Wednesday, July 20, 2016

Stormy Musings

Things have slowed wayyyy down after a crazy few weeks. I was traveling quite a bit at the beginning of the summer (home, conferences, visiting friends) then my mom was in town for a week for the 4th, I taught a class for a month (five hours a day, four days a week....BRUTAL) which just ended. Now I'm just finishing up grading final papers, and my advisor is out of town for the next two weeks which means FREEDOM.
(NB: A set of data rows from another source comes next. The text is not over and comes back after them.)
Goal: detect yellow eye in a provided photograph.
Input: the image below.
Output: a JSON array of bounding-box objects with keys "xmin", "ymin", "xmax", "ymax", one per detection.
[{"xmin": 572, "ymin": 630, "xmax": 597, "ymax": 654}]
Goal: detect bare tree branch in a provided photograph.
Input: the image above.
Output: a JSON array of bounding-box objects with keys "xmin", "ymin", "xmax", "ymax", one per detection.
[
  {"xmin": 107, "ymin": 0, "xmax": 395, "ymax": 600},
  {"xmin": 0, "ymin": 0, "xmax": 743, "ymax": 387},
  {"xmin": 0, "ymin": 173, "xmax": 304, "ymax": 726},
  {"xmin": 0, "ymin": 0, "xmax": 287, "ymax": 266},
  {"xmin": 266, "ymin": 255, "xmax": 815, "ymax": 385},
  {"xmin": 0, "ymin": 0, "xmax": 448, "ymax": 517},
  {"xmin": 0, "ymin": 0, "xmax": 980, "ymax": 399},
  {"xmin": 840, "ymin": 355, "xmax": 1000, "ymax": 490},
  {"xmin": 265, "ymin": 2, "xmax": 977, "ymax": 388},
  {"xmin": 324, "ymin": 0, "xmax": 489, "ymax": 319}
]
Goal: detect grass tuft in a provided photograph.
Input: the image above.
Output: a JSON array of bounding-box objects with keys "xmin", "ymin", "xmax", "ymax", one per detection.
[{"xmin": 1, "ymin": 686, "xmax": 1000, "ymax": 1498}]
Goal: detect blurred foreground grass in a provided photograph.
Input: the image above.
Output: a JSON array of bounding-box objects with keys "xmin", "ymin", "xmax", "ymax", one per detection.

The weather in College City abso-fucking-lutely sucks and I'm so over it. Weeks and weeks of brutal heat, plus almost daily rain/thunderstorms, plus out-of-this-world humidity = cranky Kaylee. Is it too much to ask for a moderately temperate climate, Midwest? Is it?!? Holy Jesus literally as I've been sitting here writing this, another thunderstorm just rolled in. GET ME OUT.

Otherwise, I suppose the biggest news from the past week is that I got a haircut (I LEAD A VERY EXCITING LIFE). My hair was sooooo long, like almost to my waist. I got four inches cut off, but of course my hair was so long to begin with that it's almost not even noticeable. I've been growing my hair out for about three years now with only periodic trims, so this was a semi milestone. Even though it doesn't really look all that different.

Each of these could probably be its own post, but as you can tell from my recent blogging habits, it would probably be overly ambitious of me to attempt that. So here are a few developments:

- I'm in a fight with my best friend. But...she doesn't know we're in a fight. In other words, I'm super annoyed with her for reasons that are too specific and complicated and longstanding to explain here, but haven't talked with her about it. So I'm stewing silently and being passive aggressive and distant. #maturity

- I'm having lots of insecurities about academic/professional/career stuff. This summer has been hard because I'm working on lots of random stuff for my advisor without any sense of compelling purpose. I'm not loving any of the projects I'm on right now, which has me feeling very ambivalent and half-hearted about my work. Plus I've gotten TWO manuscripts rejected by journals in the past month, and my self-confidence has taken a serious hit. I've been thinking about what it means to be in this field, fighting for publication and funding and tenure for the next decade at least, and questioning whether my present career/life plans are right for me.

- I joined OKCupid. God help us all.